I work/live the Afghanistan area of operations. We use tons of shipping containers/connex's for everything out here from storage units and housing to offices and latrine units to bunkers. They are ultra modifiable and you are only limited to your imagination and ingenuity. Hell I am sitting in a 20' right now that is my office. The doors have been taken off and a wall with a regular 30" door put in. The interior walls have been studded with 1"x1" and use a 1/4" compressed dense board for wall covering. 

I consider them to be the best thing since sliced bread and I use them throughout theatre for bunkers around our living and work areas. My experience has been that if you plan on putting any sort of weight on top of them besides another connex you need to reinforce the inside to support the weight. My bunkers have a 2' minimum thickness of dirt on top and without the support beams and columns would cave in a 20' connex in a few months.

I have planned on buying a few (2-4) 20' connex's when I get home and burying them into the ground, welding them together, creating doorways from one to the other and compartmentalizing them for storage, living, and common area space to sustain short term living. I have even considered creating an indoor latrine tied to a septic system. Going over plans in my head I would ultimately like to coat the container in a bed liner type material to seal it from moisture. I have plans on excavating into a hill to set them and then recover with earthen material completely except for the entrance and would love to have the entrance disguised as a small hunting shack.
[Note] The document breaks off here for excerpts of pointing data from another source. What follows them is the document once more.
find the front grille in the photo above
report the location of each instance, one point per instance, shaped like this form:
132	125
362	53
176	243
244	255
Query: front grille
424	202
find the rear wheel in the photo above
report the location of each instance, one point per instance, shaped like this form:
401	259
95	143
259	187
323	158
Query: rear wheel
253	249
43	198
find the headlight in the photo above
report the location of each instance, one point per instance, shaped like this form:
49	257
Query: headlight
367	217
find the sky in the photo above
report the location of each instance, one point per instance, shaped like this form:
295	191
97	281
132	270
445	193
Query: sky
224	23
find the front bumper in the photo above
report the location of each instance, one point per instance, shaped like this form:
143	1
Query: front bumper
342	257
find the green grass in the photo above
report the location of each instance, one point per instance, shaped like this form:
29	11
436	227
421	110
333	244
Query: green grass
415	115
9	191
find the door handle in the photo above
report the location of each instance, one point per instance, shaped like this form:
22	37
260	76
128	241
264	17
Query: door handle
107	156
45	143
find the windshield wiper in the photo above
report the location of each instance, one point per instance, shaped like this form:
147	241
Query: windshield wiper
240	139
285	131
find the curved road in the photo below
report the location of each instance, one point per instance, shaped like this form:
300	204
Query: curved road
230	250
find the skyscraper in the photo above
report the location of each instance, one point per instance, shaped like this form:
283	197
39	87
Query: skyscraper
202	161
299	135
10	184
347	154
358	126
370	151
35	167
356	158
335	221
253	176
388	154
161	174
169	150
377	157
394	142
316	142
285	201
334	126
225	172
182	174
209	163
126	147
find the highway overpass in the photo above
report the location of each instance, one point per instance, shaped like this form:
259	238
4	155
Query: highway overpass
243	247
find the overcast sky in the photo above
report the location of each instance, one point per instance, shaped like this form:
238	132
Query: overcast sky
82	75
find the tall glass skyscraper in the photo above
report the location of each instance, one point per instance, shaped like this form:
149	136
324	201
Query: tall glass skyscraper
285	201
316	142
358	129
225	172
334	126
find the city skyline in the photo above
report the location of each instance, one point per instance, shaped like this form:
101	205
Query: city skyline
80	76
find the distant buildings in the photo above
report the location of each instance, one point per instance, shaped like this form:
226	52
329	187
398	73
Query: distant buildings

With connex's, an assortment of 2x4, 8x8 and 1x1 a few cheap premade doors, some pvc pipe, romex, outlets and boxes, basic hardware and some sort of rented excavation equipment the options are endless. The hardest part will be setting them in place as it would require a crane of some sort to lower them into place.


----------



## 10101

kbscobravert said:


> I work/live the Afghanistan area of operations. We use tons of shipping containers/connex's for everything out here from storage units and housing to offices and latrine units to bunkers. They are ultra modifiable and you are only limited to your imagination and ingenuity. Hell I am sitting in a 20' right now that is my office. The doors have been taken off and a wall with a regular 30" door put in. The interior walls have been studded with 1"x1" and use a 1/4" compressed dense board for wall covering.
> 
> I consider them to be the best thing since sliced bread and I use them throughout theatre for bunkers around our living and work areas. My experience has been that if you plan on putting any sort of weight on top of them besides another connex you need to reinforce the inside to support the weight. My bunkers have a 2' minimum thickness of dirt on top and without the support beams and columns would cave in a 20' connex in a few months.
> 
> I have planned on buying a few (2-4) 20' connex's when I get home and burying them into the ground, welding them together, creating doorways from one to the other and compartmentalizing them for storage, living, and common area space to sustain short term living. I have even considered creating an indoor latrine tied to a septic system. Going over plans in my head I would ultimately like to coat the container in a bed liner type material to seal it from moisture. I have plans on excavating into a hill to set them and then recover with earthen material completely except for the entrance and would love to have the entrance disguised as a small hunting shack.
> 
> With connex's, an assortment of 2x4, 8x8 and 1x1 a few cheap premade doors, some pvc pipe, romex, outlets and boxes, basic hardware and some sort of rented excavation equipment the options are endless. The hardest part will be setting them in place as it would require a crane of some sort to lower them into place.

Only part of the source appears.